Electronic voting is the real threat to elections

Imagine how easy voting would be if Americans could cast ballots the same way they buy songs from iTunes or punch in a PIN code to check out at the grocery store: You could click on a candidate from a home computer or use a touch screen device at the local polling place.

It's not entirely a fantasy. In many states, some voters can already do both. The process is seductively simple, but it's also shockingly vulnerable to problems from software failure to malicious hacking. While state lawmakers burn enormous energy in a partisan fight over in-person vote fraud, which is virtually nonexistent, they're largely ignoring far likelier ways votes can be lost, stolen or changed.

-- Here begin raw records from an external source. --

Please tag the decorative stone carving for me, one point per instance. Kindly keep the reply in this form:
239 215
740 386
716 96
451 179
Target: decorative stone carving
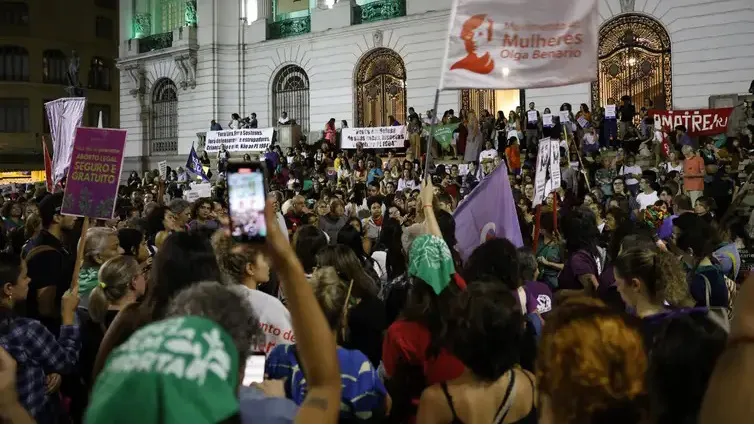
377 37
187 65
627 6
136 75
142 25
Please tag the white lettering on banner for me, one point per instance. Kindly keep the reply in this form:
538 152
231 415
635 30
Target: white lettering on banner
374 137
507 44
694 121
540 176
555 163
245 139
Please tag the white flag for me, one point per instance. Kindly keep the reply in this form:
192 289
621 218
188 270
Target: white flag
64 116
516 44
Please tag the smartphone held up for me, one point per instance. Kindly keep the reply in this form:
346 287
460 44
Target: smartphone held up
247 196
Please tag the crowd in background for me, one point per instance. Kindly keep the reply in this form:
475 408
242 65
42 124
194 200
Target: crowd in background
616 308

How? Sometimes, technology or the humans running it simply fail:
•In March, malfunctioning software sent votes to the wrong candidate and the wrong municipal election in Palm Beach County, Fla. The mistake was corrected only after a court-approved hand count.
•In an election in Pennington County, S.D., in 2009, a software glitch almost doubled the number of votes actually cast.
In Carteret County, N.C., 4,530 electronic votes simply disappeared in 2004 when the voting machine ran out of storage capacity and no one noticed until too late.
•In 2010, a University of Michigan assistant professor of computer science and three assistants hacked into Washington, D.C.'s online voting system during a test. They manipulated it undetected, even programming it to play the Michigan fight song. While inside, the hackers blocked probes from Iran, India and China. Washington officials canceled plans for online voting.

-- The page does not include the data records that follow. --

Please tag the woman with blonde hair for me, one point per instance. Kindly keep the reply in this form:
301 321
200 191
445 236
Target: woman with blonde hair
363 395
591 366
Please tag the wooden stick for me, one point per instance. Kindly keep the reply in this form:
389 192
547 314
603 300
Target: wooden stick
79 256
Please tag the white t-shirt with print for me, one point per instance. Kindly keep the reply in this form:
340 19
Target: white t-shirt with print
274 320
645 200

Experiences like these argue for great caution about expanding electronic voting, but too many states are choosing convenience over reliability. Sixteen states, for example, use electronic voting devices with no paper backup, according to a study by the Verified Voting Foundation, Common Cause and the Rutgers School of Law.

This means there's no way to know whether the machine has recorded a vote accurately or, for that matter, recorded it at all. And there's no way for elections officials to conduct a verifiable recount if things go wrong.

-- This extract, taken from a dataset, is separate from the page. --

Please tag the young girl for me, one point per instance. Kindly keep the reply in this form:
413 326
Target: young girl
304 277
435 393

It's far better to have, as many other states do, machines that generate a simultaneous paper record that voters can see when they vote, and that officials can audit to make sure the machines are getting the votes right.

At least for now, the next frontier in electronic voting seems to be way too wild. Twenty-five states allow online voting, chiefly for military personnel and others overseas, which means 3 million people or more could cast ballots via the Web this fall. But Alex Halderman, who led the successful penetration of Washington's online system, warns that current technology just can't keep votes safe.

Home computers are frequently infested with malware, and central systems such as Washington's are notoriously hard to secure. Those who claim otherwise overlook the fact that hackers have penetrated or shut down systems at the Pentagon, FBI, Department of Homeland Security and CIA. All these agencies have cybersecurity budgets that dwarf those of any local elections board.

The danger is as troubling as it is obvious. Elections can be stolen, without anyone noticing. Some things are best done the old-fashioned way.